Department of Gastroenterology and Hepatology, Medical University of Graz, Graz, Austria.
Department of Abdominal Surgery and Oncology, National Cancer Institute, Vilnius, Lithuania.
Ann Surg Oncol. 2021 Feb;28(2):1198-1208. doi: 10.1245/s10434-020-08678-1. Epub 2020 Jun 5.
Subtotal gastrectomy with Billroth II reconstruction (SGB2) results in increased gastric pH and diminished gastric barrier. Increased gastric pH following PPI therapy has an impact on the gut microbiome, intestinal inflammation, and possibly patient health. If similar changes are present after SGB2, these can be relevant for patient health and long-term outcomes after surgery. The aim of the study is to investigate whether SGB2 is associated with specific changes in gut microbiome composition and intestinal inflammation.

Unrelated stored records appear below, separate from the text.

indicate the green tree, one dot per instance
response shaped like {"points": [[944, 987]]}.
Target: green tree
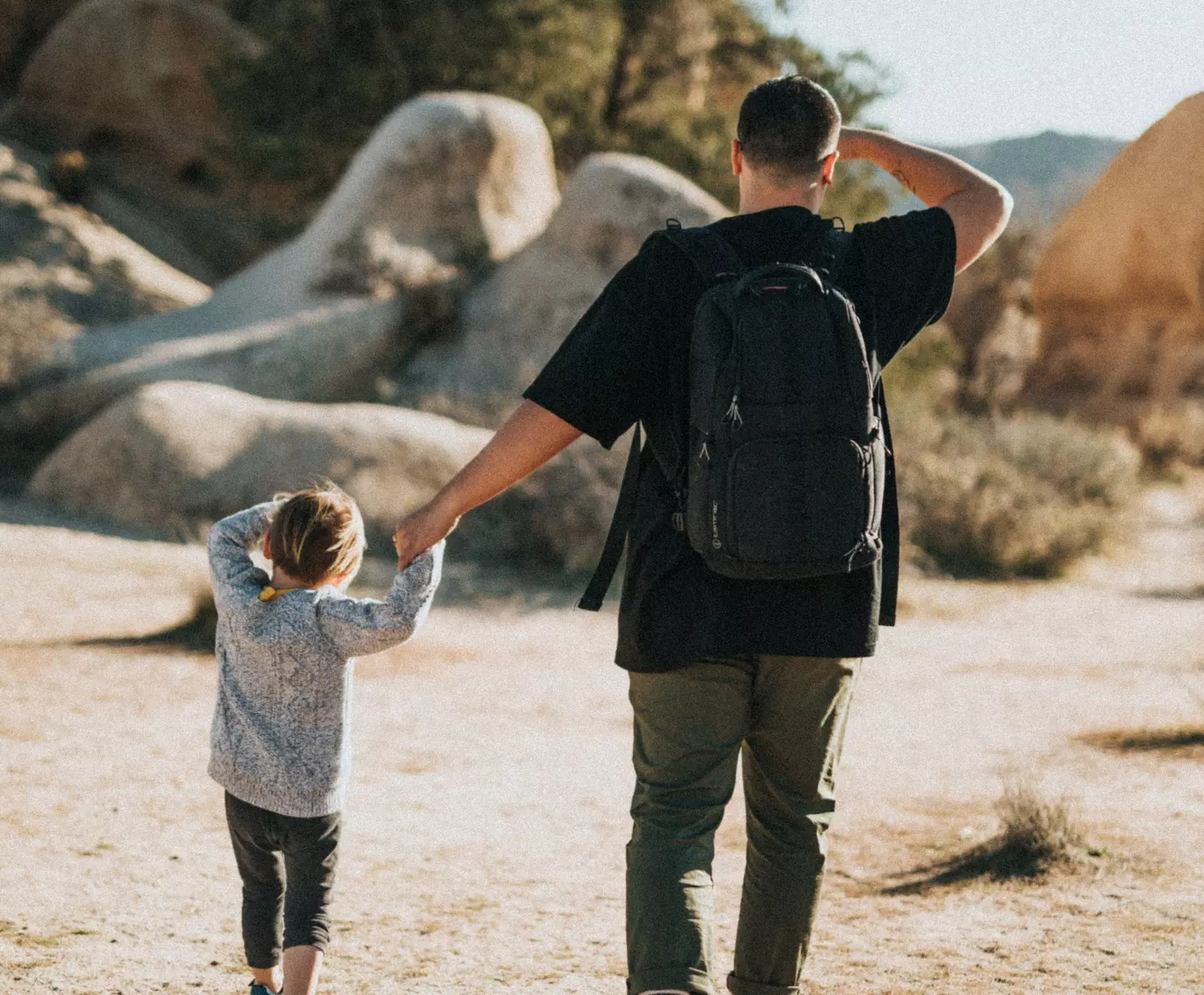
{"points": [[658, 78]]}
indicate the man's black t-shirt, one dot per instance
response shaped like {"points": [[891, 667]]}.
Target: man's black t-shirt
{"points": [[628, 361]]}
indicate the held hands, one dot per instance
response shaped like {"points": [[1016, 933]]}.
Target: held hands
{"points": [[419, 531]]}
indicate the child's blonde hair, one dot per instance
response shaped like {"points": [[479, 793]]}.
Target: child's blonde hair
{"points": [[317, 534]]}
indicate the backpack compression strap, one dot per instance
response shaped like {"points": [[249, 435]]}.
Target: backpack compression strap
{"points": [[710, 252], [837, 244], [624, 515]]}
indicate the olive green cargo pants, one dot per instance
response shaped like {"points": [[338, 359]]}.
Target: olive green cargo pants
{"points": [[786, 717]]}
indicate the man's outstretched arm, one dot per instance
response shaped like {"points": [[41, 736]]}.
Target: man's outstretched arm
{"points": [[531, 437], [978, 205]]}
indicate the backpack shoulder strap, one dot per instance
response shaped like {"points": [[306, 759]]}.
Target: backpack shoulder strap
{"points": [[837, 244], [617, 539], [710, 252]]}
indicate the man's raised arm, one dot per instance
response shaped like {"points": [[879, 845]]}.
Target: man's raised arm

This cross-sectional proof-of-concept study includes patients after SGB2 (n = 14) for early gastric cancer and their nongastrectomized in-house relatives as controls (n = 8). Fecal microbiome composition, intestinal inflammation (fecal calprotectin), gut permeability (DAO, LBP, sCD14), systemic inflammation (CRP) markers, and gastrointestinal symptoms are investigated. This study is registered at ClinicalTrials.gov (NCT03418428).
Microbiome oralization following SGB2 was defined by an increase in Escherichia-Shigella, Enterococcus, Streptococcus, and other typical oral cavity bacteria (Veillonella, Oribacterium, and Mogibacterium) abundance. The fecal calprotectin was increased in the SGB2 group [100.9 (52.1; 292) vs. 25.8 (17; 66.5); p = 0.014], and calprotectin levels positively correlated with the abundance of Streptococcus (r = 0.639; p = 0.023). Gastrointestinal symptoms in SGB2 patients were associated with distinct taxonomic changes of the gut microbiome.
SGB2 is associated with oralization of the gut microbiome; intestinal inflammation and microbiome changes were associated with gastrointestinal symptoms. These novel findings may open gut microbiome as a new target for therapy to improve quality of life and general patient health in long-term survivors after SGB2.
毕罗氏Ⅱ式胃大部切除术(SGB2)会导致胃内 pH 值升高和胃屏障功能减弱。质子泵抑制剂(PPI)治疗后胃内 pH 值升高会对肠道微生物群、肠道炎症产生影响,进而可能影响患者健康。如果 SGB2 术后也存在类似变化,这些变化可能与患者健康和术后长期结局相关。本研究旨在探讨 SGB2 是否与肠道微生物群组成和肠道炎症的特定变化相关。
这是一项回顾性病例对照研究,纳入了 14 例因早期胃癌行 SGB2 术的患者(病例组)及其非胃切除术的直系亲属(对照组,8 例)。检测粪便微生物群组成、肠道炎症(粪便钙卫蛋白)、肠道通透性(DAO、LBP、sCD14)、全身炎症(CRP)标志物和胃肠道症状。本研究在 ClinicalTrials.gov 注册(NCT03418428)。
SGB2 术后微生物群发生了“口腔化”,表现为埃希氏菌-志贺菌属、肠球菌属、链球菌属和其他典型口腔细菌(韦荣球菌属、卵形拟杆菌属和毛螺菌科)丰度增加。SGB2 组粪便钙卫蛋白升高[100.9(52.1;292)比 25.8(17;66.5);p=0.014],且钙卫蛋白水平与链球菌丰度呈正相关(r=0.639;p=0.023)。SGB2 组患者的胃肠道症状与肠道微生物群的特定分类变化相关。
SGB2 与肠道微生物群的“口腔化”相关;肠道炎症和微生物群变化与胃肠道症状相关。这些新发现可能提示肠道微生物群可作为治疗靶点,改善 SGB2 术后长期生存者的生活质量和总体健康状况。